Der Professor für Philosophie Hermann Leonhardi bittet Leo Thun erneut um die Berufung von Karl Schimper nach Prag. Kurz nachdem er Thun vor wenigen Wochen das Promemoria über Schimper geschickt hatte, hat die Philosophische Fakultät der Prager Universität beschlossen, beim Ministerium die Wiederbesetzung der Kanzel für Naturgeschichte bzw. deren Umwandlung in eine Kanzel der allgemeinen Naturwissenschaften zu beantragen. Daher hatte er sich sofort an Alexander Braun in Berlin gewandt und diesen um Auskunft über die Chancen einer Berufung von Schimper gebeten. Jener begrüßte eine solche mögliche Berufung mit großer Freude und bezeichnete sie als einen Gewinn für den Kaiserstaat. Leonhardi legt eine Abschrift des Schreibens von Braun diesem Brief bei.
In dieser Beilage betont Alexander Braun die wichtige Rolle der Naturwissenschaften bei der Bildung und Erziehung der Jugend. Dabei legt er vor allem Wert darauf, dass die neuere morphologisch-biologische Betrachtungsweise in richtiger Weise gelehrt werde. Dies würde Schimper besonders gut leisten, da dieser stets die Zusammenhänge der naturhistorischen Disziplinen betone und die Studenten damit vor Einseitigkeiten bewahren könne, was eine große Gefahr der Zeit sei. Braun berichtet außerdem von verschiedenen Berufungsverfahren für naturgeschichtliche Lehrstühle in Deutschland, bei denen Schimper eine Chance haben könnte. Allerdings kann auch Braun nicht mit Gewissheit sagen, ob Schimper bereit wäre, den Lehrstuhl zu übernehmen, da er selbst schon seit einiger Zeit keine Briefe mehr von diesem erhalten habe.

Anmerkungen zum Dokument

Schlagworte

Edierter Text

Hochgeborner Graf!

Kurz nachdem ich die Ehre hatte, Euer Excellenz ein Promemoria 1über die dringend wünschenswerthe Berufung Dr. Karl Fr[iedrich] Schimpers an hiesige Universität zu übersenden, stellte Prof. Kosteletzky in unserem Lehrkörper den Antrag, daß wir bei hohem Unterrichtsministerium um Errichtung einer Lehrkanzel für allgemeine Naturwissenschaft an der Stelle der aufgelassenen für allgemeinen Naturgeschichte nachsuchen möchten, welcher Antrag denn auch allgemeine Unterstützung fand.
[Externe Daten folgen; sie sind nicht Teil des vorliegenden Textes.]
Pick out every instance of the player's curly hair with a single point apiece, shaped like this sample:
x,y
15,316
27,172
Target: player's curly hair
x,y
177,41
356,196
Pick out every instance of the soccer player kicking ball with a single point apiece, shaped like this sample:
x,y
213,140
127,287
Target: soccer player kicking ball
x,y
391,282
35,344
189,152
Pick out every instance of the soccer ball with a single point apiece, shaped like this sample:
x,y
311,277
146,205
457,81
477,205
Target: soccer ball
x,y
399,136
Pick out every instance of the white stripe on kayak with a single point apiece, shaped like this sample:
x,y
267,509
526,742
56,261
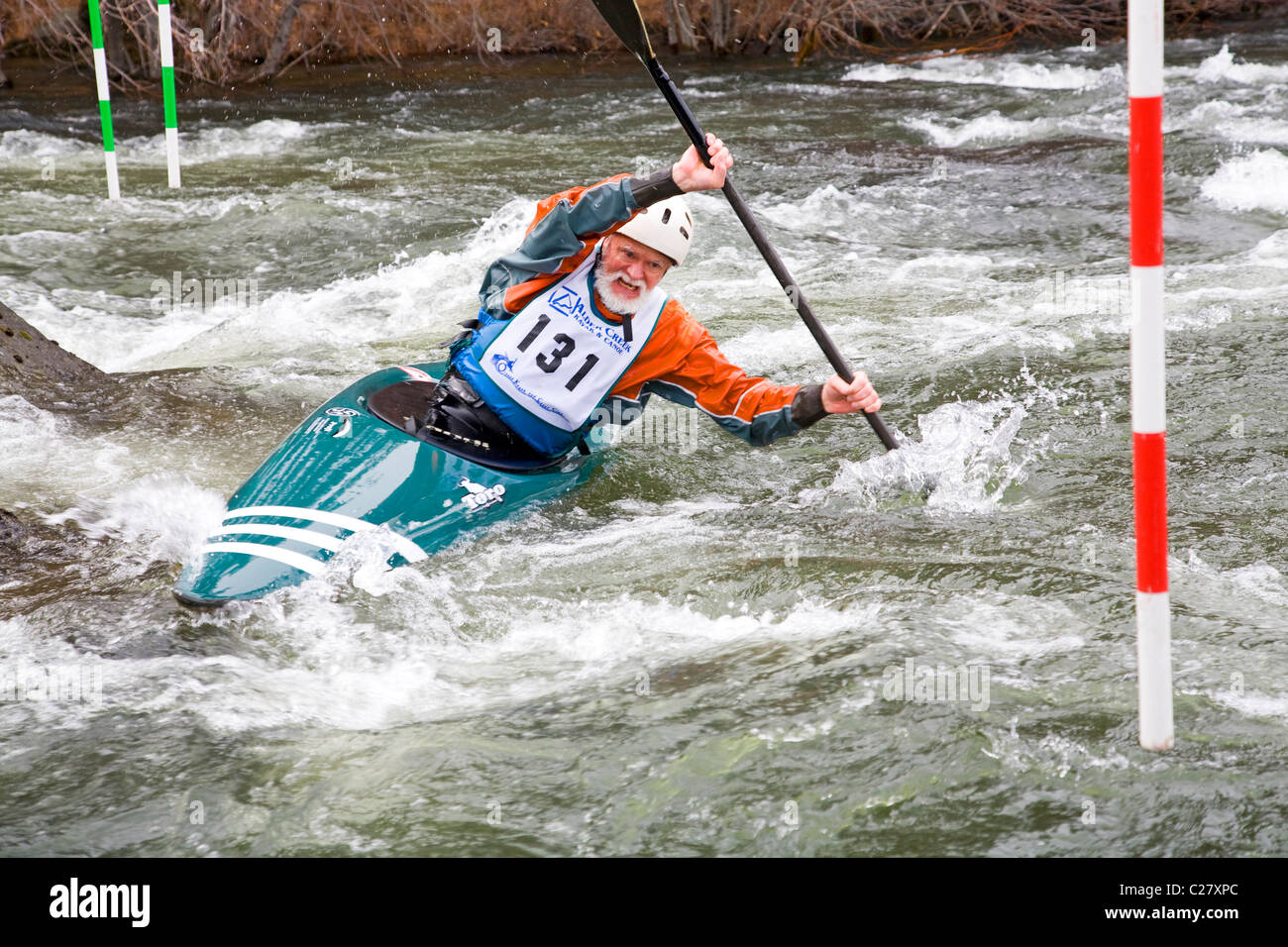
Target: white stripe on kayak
x,y
256,549
406,548
286,532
In das Comité, dem die Motivirung des Antrags obliegt, wurde auch ich gewählt. So hatte ich eine Veranlassung mehr, über meinen Freund Dr. Karl Schimper, von welchem ich seit Spätherbst ohne Briefe war, sowie über den Stand seiner badischen Aussichten Erkundigungen einzuziehen. Unsicher ob Dr. Schimper noch in Jena sey, wendete ich mich an Prof. Alexander Braun in Berlin und sprach ihm dabei aus, daß sich für jenen möglicher Weise auch hier eine Aussicht eröffnen werde.
Prof. Brauns Antwort hatte hier Allen, denen ich sie mittheilte, den gleichen Eindruck gemacht, daß es nur der größte Gewinn für Prag und für den Kaiserstaat seyn könne, wenn Dr. Schimper hier einen Wirkungskreis bekäme. Von Allen wurde ich in gleicher Weise aufgefordert, die betreffenden Stellen des Braunschen Briefes, sowohl die auf Dr. Schimper sich beziehenden als die treffenden und schönen allgemeinen Äußerungen über den heutigen Stand der Naturwissenschaft und das darauf gegründete Bedürfnis des naturwissenschaftlichen Unterrichts zu Euer Hochgeboren Kenntnis zu bringen; was zu thun ich ohnehin schon entschlossen war.
Um in dieser guten Sache nun nichts zu versäumen, will ich, in eine Ausarbeitung vertieft, es nicht anstehen lassen, bis ich nach den Ostertagen mich Hochdenselben in Wien vorstellen zu dürfen hoffen kann, sondern bin so frei, eine Abschrift der betreffenden Stellen schon heute hiebei zu übersenden. Was darin über die Aufgabe unsrer Zeit und über die darauf bezügliche Leistungsfähigkeit Karl Schimpers von so competenter Seite gesagt ist, dürfte allein hinreichen, daß Euer Excellenz, von Hochdero Entschließung es ja allein abhängt, Sich bestimmt fänden, das zu veranlassen, was – wenn ich frei meine Überzeugung aussprechen darf – mit Rücksicht auf die Forderungen der Wissenschaft und des moralisch-religiösen Interesses, sowie auf das Bedürfnis Prags und des Kaiserstaates in diesem Falle als das allein Geeignete erscheint.
Genehmigen Euer Excellenz die Versicherung der ausgezeichneten Hochachtung, mit der ich die Ehre habe zu zeichnen als

Euer Hochgeboren gehorsamst ergebener Diener
Dr. Hermann Fhr. Leonhardi
k.k. Professor

Prag 5. April 1855

Über den heutigen Stand der Naturwissenschaft und das darauf gegründete Bedürfnis des Unterrichts für Lehramtskandidaten der Naturwissenschaften, sowie über die bezügliche Leistungsfähigkeit des Dr. Karl Fr[iedrich] Schimper aus Mannheim , derzeit in Jena .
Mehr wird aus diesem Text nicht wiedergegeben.